Frédéric Giraut (IGA) est un spécialiste des questions de géographie politique : il étudie particulièrement la construction des territoires, avec une entrée urbaine. Il a d’abord fait des recherches sur l’Afrique de l’Ouest puis sur l’Afrique du Nord et aujourd’hui surtout sur l’Afrique du Sud ; ces dernières années, il travaille sur la décentralisation.

Myriam Houssay-Holzschuch (Lyon -ENS LSH) est une spécialiste de l’Afrique du Sud ; ses recherches ont commencé par l’étude de la ville du Cap. Elle a étudié la ségrégation puis la déségrégation et ses limites ; elle travaille aujourd’hui sur les espaces publics (mixité et question de la violence).

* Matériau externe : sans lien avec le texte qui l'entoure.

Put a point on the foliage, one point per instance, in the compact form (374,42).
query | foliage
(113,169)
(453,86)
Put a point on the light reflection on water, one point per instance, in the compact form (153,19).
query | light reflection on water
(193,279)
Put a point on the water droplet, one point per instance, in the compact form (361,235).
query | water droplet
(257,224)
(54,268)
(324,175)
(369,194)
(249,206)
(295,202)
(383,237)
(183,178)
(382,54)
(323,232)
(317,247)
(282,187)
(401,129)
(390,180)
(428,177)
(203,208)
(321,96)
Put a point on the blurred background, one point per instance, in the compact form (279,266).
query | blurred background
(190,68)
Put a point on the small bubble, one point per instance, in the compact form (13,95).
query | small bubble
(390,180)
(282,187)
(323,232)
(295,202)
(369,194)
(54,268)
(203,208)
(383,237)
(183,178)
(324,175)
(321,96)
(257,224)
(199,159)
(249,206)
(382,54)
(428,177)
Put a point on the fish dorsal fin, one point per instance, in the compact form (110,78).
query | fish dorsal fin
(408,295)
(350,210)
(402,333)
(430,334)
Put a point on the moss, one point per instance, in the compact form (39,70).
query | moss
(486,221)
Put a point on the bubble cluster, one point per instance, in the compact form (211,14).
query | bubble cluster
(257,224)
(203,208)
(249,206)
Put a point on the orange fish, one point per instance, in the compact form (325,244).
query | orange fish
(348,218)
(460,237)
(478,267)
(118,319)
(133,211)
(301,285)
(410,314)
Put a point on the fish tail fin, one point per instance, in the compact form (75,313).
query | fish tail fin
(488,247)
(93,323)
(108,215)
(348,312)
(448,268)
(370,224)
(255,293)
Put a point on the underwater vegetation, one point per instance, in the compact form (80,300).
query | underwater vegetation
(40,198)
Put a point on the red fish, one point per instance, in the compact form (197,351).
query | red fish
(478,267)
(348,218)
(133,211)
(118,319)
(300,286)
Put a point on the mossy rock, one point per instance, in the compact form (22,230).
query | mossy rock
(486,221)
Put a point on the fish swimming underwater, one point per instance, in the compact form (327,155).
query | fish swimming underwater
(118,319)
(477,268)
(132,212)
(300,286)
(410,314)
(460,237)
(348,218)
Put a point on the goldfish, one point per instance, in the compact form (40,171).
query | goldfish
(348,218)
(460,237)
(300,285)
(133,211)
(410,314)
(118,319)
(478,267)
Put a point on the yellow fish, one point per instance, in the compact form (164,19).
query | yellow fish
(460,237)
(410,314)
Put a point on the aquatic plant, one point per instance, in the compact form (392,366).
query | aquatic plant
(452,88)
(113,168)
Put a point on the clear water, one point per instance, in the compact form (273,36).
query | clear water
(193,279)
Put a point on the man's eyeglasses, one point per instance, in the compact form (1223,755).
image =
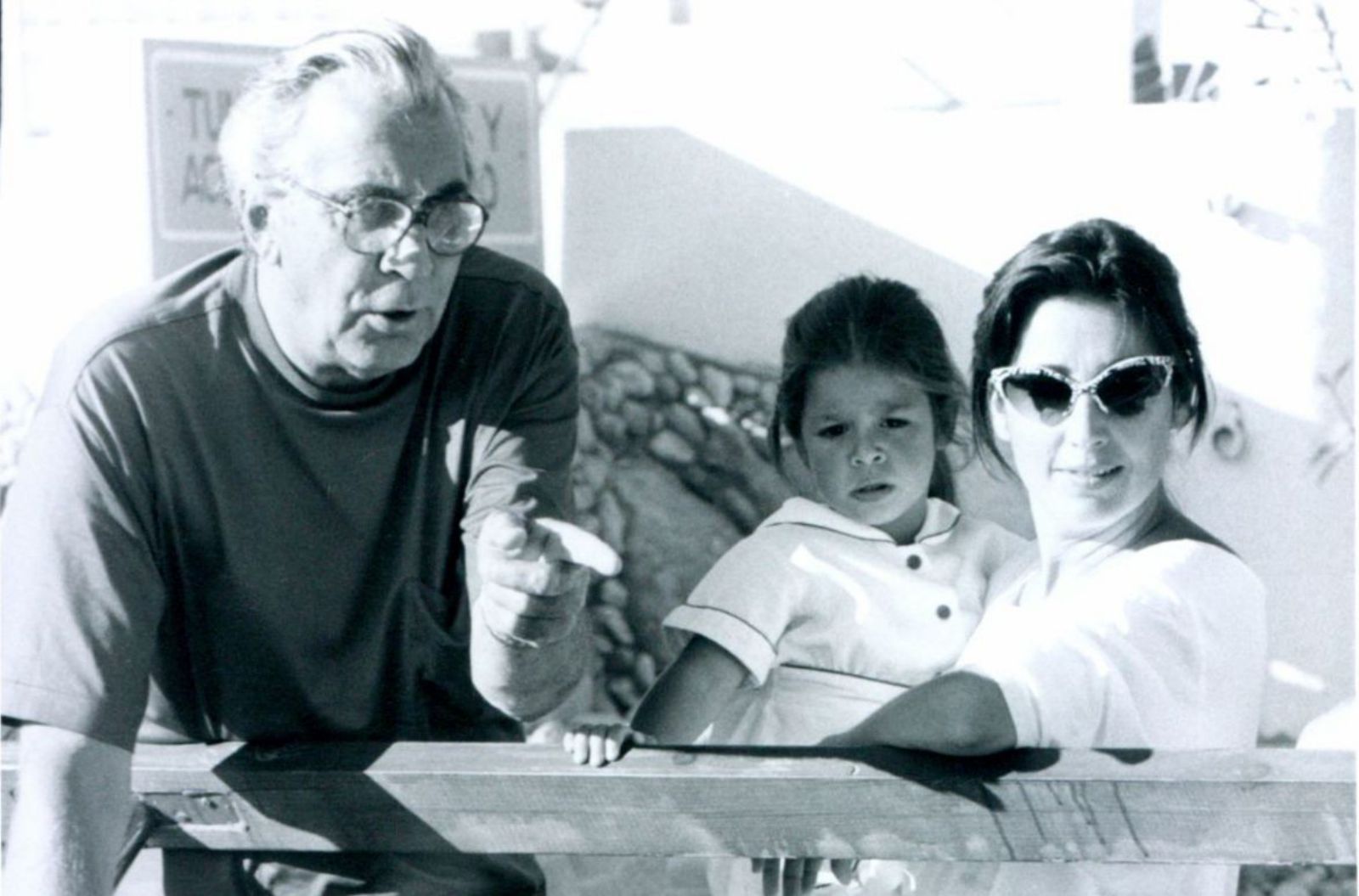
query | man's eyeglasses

Roger Navarro Sociologue-urbaniste, est chercheur au laboratoire «Territoires» (UJF/UPMF) ; il se revendique d’abord comme un africaniste. Il a vécu et étudié au Sénégal (Dakar) puis en Côte d’Ivoire. Il est l’auteur de : Côte d’Ivoire, le culte du blanc, les territoires culturels et leurs frontières paru chez l’Harmattan en mai 2003.